The independent media NGO IREX has published its annual Media Sustainability Index report for Europe and Eurasia, analyzing 21 countries. The results of the study are sobering, although there are some bright spots.

The IREX study observes “some encouraging developments,” but at the same time, the international NGO states that: “in other cases what appear to be improvements in scores are likely to be only short-term blips on an otherwise downward or flat trend.”

The 2015 edition of the study shows that the business side of media in the region is still weak. Recovery from the global financial crisis of 2008 has been hard, and the rise of online advertising has undermined prices charged by print and broadcast media. All of this has posed a threat to editorial independence.

As online media has blossomed, it has attracted the attention of shadowy owners with agendas to push. On the other hand, increased efforts on the part of media outlets to measure audience size and learn who their audiences are promise to help level the playing field. And on another positive note, in several countries, media freedom seems to be more highly valued by citizens.

This year’s Media Sustainability Index is the 14th of its kind by IREX, a group based in Washington DC, whose programs seek to improve the quality of education, strengthen independent media, and foster pluralistic civil society development.

The MSI is an in-depth study of media health in the world, and was developed by IREX to provide a complete picture of the development of sustainable, independent media. The report analyzes the degree to which journalists in Europe and Eurasia are emerging as objective professionals, whether media firms can sustain robust news operations, and whether civil society supports the fourth estate.

MSI country scores

IREX rates media health using MSI country scores, which range from 0 to 4. The organization classifies all countries, depending on their scores, into four broader categories: "Unsustainable, Anti-Free Press" (0-1); "Unsustainable Mixed System" (1-2); "Near Sustainability" (2-3); "Sustainable" (3-4).

On average, in the current Europe/Eurasia report, the overall MSI country scores improved slightly – they were up 0.04 points.

Seven countries – Albania, Azerbaijan, Belarus, Kazakhstan, Macedonia, Romania and Ukraine – saw their scores rise by more than 0.1 points.
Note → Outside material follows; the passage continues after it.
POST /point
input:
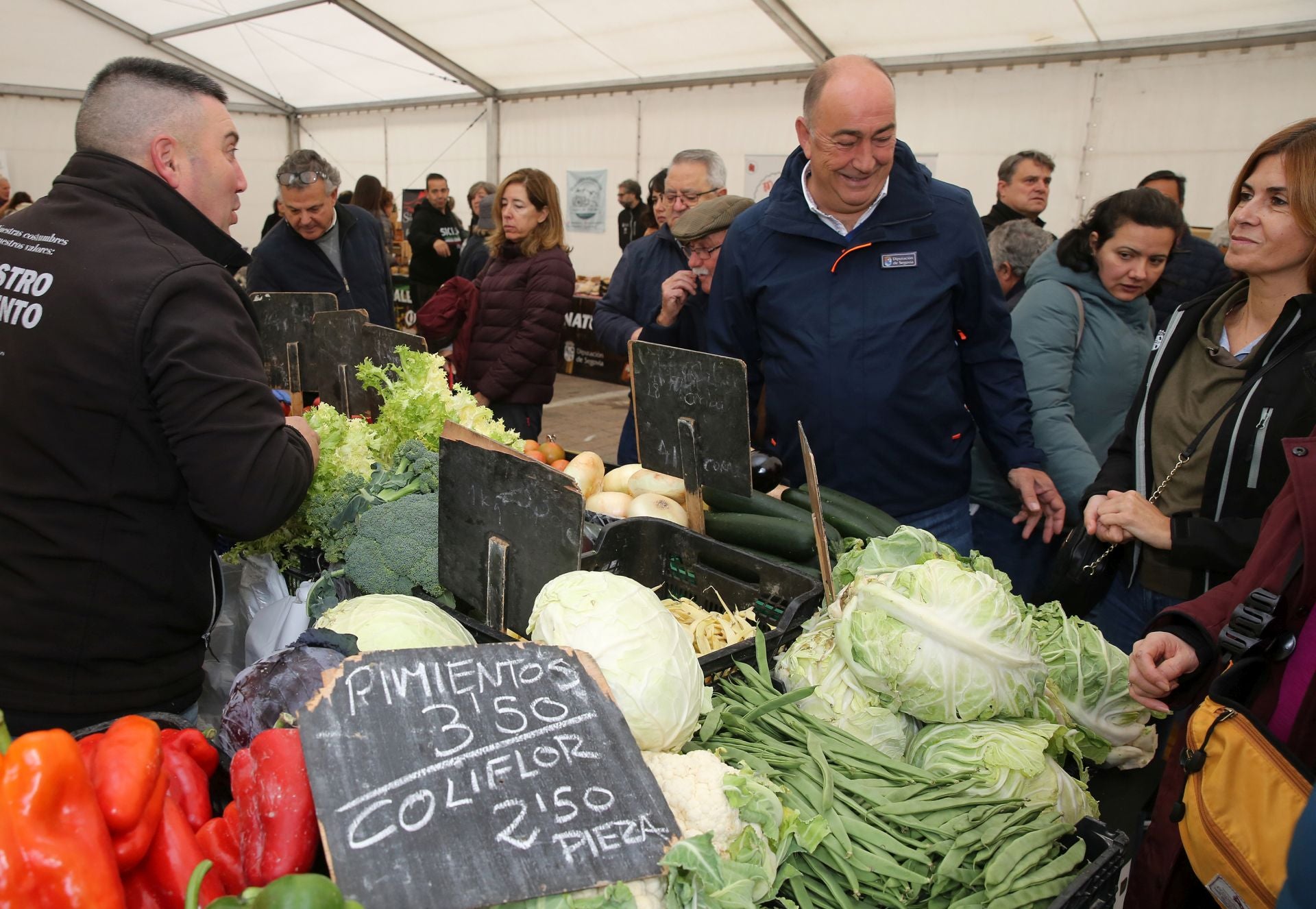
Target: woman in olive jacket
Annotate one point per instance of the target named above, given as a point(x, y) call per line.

The scores of three countries – Tajikistan, Georgia and Kosovo – decreased by more than 0.1 points. Eleven countries’ scores remained more or less the same (Armenia, Bosnia and Herzegovina, Bulgaria, Kyrgyzstan, Croatia, Moldova, Montenegro, Russia, Serbia, Turkmenistan and Uzbekistan).

Media management and financing woes

IREX observes that media business and management indicators have deteriorated across the region. From a high in 2006/2007, the indicators have fallen annually ever since. Even countries in the EU, such as Romania, Bulgaria and Croatia, are not immune to this trend, the report says. Over the past several years in Eastern Europe, media outlets have had difficulty in sustaining their operations financially, and this has played an important role in diminishing the independence and quality of reporting.

“Overall the issue seems to be that media have been weakened by a poor economy and been preyed upon by political money, or political pressure has weakened the economic environment in which media operate, thus making it easier for political money to distort the market and put independent media at a strong disadvantage.”

On the positive side, the report says progress has been made in ownership transparency in several countries in recent years.

Cautious optimism for Ukraine

Particular emphasis was put on developments in Ukraine. IREX found that government influence in the media market and politicized ownership have hindered media sustainability:

“Oligarchs now control the most important source of news for Ukrainians and are not as interested in the ability to make money from these assets (let alone provide quality journalism) as they are of making use of their messaging power for their own benefit.”

Despite these problems, Ukraine’s country score improved by 0.29. The cautiously phrased outlook reads:

“Short-term stabilization in Ukraine gives hope that the situation there could improve to the point that in a short amount of time the achievements witnessed in the middle of the last decade can be reclaimed.”